Note that a fresh Bigquery pipeline deploy will wipe the accumulated data and refresh those tables. This is to account for the fact that changes in the sourve ETL pipeline may have invalidated the data in some form. Subsequent runs of the pipeline will be incremental (though delayed by 48 hours.)

Testing

You can run the tests locally by calling make test.

Alternatively you can run them through Docker, against the same container that we use to run the pipelines.

docker build -t pipeline -f Dockerfile .

And then running the tests by calling

docker run -it -w /mlab-vis-pipeline/dataflow pipeline mvn test

Configuring the pipeline

In /environments files

  • BIGTABLE_INSTANCE - Name of bigtable cluster instance (NOT the Kubernetes cluster.)
  • PROJECT - Name of the project you're working with
  • API_MODE - Type of deployement. Can be 'sandbox', 'staging' or 'production'
  • BIGTABLE_POOL_SIZE - Size of the bigtable pool
  • STAGING_LOCATION - The storage bucket used for temporary files
  • K8_CLUSTER - Name of the Kubernetes cluster.

In templates/k8s/configmap.yaml

The configuration options specificed in /environments files are passed down to the configmap which will make them available as env variables on the k8s nodes.

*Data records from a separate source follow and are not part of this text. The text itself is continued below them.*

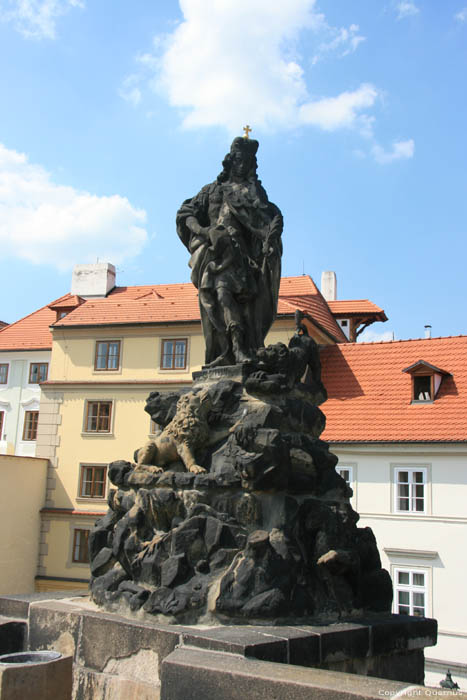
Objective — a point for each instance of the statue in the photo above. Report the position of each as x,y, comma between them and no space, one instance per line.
235,511
233,233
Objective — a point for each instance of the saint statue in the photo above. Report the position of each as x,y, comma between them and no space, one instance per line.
233,233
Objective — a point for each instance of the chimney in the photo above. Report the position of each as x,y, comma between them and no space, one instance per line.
329,285
93,281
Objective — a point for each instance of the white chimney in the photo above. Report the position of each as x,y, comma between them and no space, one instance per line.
93,280
329,285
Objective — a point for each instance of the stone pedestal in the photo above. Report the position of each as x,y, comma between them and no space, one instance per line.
39,675
110,650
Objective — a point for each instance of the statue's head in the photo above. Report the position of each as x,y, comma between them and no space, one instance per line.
240,162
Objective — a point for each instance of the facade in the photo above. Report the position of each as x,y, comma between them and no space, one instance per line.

Additional settings that are consistent between environments can be configured inside the template file itself:

  • NDT_TABLE - Name of the ndt table or view from which to read the data. If new table versions are released, just update the string here. Note that it will need to be inside of backticks "", for example: "measurement-lab.public_v3_1.ndt_all`".
  • SLOW_DOWN_NDT_READ_BY_DAYS - number of days to slow down the NDT read pipeline. Most recent tests are not always parsed sequentially. We assume that after 2 days (or another value provided by you), entire days will be complete. This value should be negative and in quotes, for example: "-2".
  • RUN_BQ_UPDATE_EVERY - how often should the bigquery pipeline run. Default is: "1" day.
  • DAYS_BEFORE_FULL_BQ_REFRESH - how often the bq tables should be wiped clean. The default is every "7" days.
  • RUN_BT_UPDATE_EVERY - how often should bigtable updates run. The default is every "3" days.

Be sure not to change the settings in deploy-build/k8s/configmap.yaml - that file gets overwritten by the deployment script.

Troubleshooting

1. Are you able to connect to bigtable when trying to create initial tables?

Perform a simple test to see if bigtable connection is writable. Run:

API_MODE=sandbox|staging|production \
KEY_FILE=<key file path> make test_connection

Relies on the detals in the environments/ files at the root of the application. Be sure to change them to map to the instance you're pointing at.